Section 4 of the Anti-Hijacking Act, 1982
Subject : Criminal Law - Prisoners' Rights & Sentencing
In a significant ruling concerning the limits of executive discretion in sentencing, the High Court of Delhi has set aside the decision of the Sentence Review Board ( SRB ) to decline the premature release of Hari Singh, a convict serving life imprisonment for the 1993 hijacking of an Indian Airlines flight. The court underscored that the state’s approach to remission must be rooted in reformative progress rather than a "statistics-dominated" focus on the gravity of the original crime.
In March 1993, Hari Singh hijacked Flight IC 439, redirecting the aircraft on its route from Delhi to Madras. The incident, which ended in an emergency landing at Amritsar, resulted in Singh’s conviction under Section 4 of the Anti-Hijacking Act, 1982 , alongside charges under the Indian Penal Code. For over three decades, Singh has remained incarcerated, having served over 17 years in actual imprisonment and over 22 years including remissions. Despite his long period of confinement and an largely unblemished disciplinary record, the SRB had repeatedly denied his applications for premature release, citing the "terrorist" nature of the offence.

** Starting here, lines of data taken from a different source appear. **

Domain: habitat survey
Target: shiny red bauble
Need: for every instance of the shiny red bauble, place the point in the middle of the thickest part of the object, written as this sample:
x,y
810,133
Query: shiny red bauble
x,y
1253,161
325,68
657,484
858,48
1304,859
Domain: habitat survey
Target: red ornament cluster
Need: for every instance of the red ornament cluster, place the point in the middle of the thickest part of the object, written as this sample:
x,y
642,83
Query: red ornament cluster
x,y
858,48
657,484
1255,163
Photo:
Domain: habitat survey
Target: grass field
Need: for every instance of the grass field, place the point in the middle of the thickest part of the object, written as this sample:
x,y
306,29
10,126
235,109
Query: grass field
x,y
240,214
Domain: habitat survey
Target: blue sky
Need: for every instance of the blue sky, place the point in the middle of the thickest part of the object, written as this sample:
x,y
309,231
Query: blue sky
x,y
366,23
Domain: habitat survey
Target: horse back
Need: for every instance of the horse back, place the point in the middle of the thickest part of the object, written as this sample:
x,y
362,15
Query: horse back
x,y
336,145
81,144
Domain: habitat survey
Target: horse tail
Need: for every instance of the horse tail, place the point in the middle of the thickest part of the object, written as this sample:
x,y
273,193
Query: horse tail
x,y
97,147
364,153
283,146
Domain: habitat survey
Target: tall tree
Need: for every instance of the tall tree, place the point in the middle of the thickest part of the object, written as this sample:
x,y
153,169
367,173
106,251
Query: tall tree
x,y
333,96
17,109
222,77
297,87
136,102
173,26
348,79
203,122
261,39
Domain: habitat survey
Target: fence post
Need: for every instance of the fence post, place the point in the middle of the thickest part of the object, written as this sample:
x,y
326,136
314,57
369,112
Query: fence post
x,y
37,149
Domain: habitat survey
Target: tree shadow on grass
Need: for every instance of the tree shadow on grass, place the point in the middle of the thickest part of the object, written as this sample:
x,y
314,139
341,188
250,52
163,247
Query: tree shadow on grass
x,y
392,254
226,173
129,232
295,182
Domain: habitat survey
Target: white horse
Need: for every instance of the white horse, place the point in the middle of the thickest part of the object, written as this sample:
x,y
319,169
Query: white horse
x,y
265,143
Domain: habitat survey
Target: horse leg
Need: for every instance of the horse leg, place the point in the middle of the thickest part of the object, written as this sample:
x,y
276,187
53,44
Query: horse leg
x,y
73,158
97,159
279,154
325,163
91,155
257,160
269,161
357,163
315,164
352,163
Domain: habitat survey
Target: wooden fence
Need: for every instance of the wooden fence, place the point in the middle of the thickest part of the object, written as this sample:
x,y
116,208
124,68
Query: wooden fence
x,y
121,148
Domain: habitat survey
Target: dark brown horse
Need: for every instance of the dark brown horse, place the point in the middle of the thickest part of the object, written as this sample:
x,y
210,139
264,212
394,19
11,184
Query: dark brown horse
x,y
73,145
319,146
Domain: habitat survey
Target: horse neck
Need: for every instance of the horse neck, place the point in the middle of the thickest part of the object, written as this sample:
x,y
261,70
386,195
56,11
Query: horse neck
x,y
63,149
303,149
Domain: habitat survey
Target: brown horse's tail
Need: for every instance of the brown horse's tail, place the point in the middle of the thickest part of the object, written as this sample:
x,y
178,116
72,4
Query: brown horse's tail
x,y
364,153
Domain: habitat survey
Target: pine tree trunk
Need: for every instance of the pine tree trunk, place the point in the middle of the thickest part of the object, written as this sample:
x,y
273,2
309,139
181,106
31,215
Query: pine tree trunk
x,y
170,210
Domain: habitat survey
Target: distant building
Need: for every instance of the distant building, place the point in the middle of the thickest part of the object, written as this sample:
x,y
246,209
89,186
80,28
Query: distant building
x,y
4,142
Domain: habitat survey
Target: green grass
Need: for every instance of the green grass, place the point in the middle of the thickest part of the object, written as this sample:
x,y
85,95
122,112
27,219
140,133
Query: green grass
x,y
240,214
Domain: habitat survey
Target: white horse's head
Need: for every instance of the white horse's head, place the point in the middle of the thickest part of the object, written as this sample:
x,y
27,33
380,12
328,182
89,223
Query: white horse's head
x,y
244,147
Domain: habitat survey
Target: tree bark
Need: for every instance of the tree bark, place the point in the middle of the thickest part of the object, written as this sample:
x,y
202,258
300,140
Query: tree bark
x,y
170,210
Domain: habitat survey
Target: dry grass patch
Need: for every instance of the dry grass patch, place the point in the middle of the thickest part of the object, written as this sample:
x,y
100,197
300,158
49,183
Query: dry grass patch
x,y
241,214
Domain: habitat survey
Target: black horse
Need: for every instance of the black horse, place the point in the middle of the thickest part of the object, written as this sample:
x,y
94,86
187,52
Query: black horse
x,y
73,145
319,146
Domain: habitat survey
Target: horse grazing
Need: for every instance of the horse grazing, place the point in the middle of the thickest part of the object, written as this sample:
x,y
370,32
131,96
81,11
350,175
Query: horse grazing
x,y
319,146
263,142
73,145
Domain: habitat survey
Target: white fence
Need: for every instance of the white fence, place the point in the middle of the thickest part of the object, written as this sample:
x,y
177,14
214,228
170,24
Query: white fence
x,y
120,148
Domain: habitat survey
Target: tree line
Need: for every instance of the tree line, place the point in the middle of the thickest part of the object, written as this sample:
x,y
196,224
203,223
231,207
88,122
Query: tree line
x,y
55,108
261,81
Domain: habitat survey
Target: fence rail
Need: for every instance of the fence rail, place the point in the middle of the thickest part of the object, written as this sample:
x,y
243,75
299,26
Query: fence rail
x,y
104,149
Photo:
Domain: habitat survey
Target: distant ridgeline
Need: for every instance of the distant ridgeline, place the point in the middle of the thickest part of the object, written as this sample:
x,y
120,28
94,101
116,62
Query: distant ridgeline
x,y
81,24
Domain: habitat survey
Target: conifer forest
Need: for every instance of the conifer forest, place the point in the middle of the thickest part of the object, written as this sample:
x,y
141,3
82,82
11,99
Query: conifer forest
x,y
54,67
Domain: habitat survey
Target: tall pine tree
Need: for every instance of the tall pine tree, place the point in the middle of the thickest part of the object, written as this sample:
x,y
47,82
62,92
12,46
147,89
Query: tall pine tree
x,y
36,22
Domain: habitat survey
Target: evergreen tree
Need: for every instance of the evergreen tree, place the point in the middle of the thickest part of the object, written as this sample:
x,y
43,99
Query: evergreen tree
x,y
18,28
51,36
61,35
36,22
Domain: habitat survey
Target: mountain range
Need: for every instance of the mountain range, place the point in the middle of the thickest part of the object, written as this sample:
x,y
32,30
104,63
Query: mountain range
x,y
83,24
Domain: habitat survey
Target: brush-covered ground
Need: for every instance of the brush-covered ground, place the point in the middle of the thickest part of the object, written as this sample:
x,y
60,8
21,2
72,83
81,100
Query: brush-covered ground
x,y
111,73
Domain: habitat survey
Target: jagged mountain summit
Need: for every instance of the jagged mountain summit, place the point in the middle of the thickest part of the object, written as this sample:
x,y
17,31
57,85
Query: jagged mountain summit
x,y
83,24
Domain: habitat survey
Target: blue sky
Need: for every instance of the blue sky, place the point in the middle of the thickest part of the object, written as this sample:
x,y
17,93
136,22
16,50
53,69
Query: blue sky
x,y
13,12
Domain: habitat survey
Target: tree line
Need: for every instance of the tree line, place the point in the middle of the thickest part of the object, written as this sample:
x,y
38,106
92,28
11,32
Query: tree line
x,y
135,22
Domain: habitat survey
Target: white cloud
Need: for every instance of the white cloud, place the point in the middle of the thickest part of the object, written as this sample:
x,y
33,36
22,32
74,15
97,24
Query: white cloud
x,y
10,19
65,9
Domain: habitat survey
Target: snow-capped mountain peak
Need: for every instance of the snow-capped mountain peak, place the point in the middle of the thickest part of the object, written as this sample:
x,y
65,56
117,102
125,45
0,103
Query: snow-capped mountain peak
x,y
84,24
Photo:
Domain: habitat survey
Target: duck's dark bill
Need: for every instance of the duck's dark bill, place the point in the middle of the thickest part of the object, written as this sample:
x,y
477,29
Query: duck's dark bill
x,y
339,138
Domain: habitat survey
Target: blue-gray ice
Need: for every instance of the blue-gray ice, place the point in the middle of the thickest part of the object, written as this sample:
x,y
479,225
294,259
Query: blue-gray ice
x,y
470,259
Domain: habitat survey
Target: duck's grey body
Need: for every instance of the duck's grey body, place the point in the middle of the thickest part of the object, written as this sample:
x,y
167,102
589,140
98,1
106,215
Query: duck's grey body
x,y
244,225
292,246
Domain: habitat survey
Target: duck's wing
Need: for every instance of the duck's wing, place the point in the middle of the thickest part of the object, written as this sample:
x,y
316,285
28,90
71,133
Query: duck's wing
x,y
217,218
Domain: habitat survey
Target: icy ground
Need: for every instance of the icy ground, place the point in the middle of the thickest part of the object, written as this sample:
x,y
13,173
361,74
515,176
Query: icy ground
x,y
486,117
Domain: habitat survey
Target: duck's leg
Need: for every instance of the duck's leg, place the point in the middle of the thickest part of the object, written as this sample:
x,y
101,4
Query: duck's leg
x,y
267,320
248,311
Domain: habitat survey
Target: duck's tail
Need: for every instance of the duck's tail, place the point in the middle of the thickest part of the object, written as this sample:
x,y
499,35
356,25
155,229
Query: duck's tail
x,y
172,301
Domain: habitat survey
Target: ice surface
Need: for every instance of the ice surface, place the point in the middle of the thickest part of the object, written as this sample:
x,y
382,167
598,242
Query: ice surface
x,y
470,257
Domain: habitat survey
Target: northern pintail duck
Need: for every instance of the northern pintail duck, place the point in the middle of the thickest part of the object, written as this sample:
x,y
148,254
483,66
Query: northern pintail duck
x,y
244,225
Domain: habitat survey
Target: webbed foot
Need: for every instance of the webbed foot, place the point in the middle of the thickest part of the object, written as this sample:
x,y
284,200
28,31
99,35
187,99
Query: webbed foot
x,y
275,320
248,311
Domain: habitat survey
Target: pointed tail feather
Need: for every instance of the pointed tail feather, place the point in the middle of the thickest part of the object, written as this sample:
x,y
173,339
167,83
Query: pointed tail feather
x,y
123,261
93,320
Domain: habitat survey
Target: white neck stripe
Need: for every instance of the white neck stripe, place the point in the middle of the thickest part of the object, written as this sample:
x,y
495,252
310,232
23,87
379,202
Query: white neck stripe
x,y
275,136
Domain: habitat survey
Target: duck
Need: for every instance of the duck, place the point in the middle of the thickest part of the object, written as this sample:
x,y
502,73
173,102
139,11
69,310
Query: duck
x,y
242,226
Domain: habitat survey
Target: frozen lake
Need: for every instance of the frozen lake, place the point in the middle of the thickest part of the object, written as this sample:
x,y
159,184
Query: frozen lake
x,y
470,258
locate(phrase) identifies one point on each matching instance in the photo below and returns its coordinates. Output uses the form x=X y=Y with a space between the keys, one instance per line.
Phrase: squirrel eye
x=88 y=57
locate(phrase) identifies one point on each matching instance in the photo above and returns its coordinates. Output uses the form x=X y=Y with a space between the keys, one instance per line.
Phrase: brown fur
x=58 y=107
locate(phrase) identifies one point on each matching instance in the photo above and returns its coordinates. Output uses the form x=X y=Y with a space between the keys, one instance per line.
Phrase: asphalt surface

The SRB ’s consistent rejection centers on the argument that the heinous nature of hijacking—an act the board characterized as "anti-national"—precludes leniency, regardless of the convict's conduct behind bars.
Conversely, the Petitioner argued that such an approach ignores the core objective of the state’s remission policy: the rehabilitation and reintegration of offenders. The High Court found the SRB ’s reasoning insufficient, noting that the board failed to account for the Petitioner's advanced age (70 years) and lacked a substantive, individual-focused psychological assessment regarding his current threat level to society.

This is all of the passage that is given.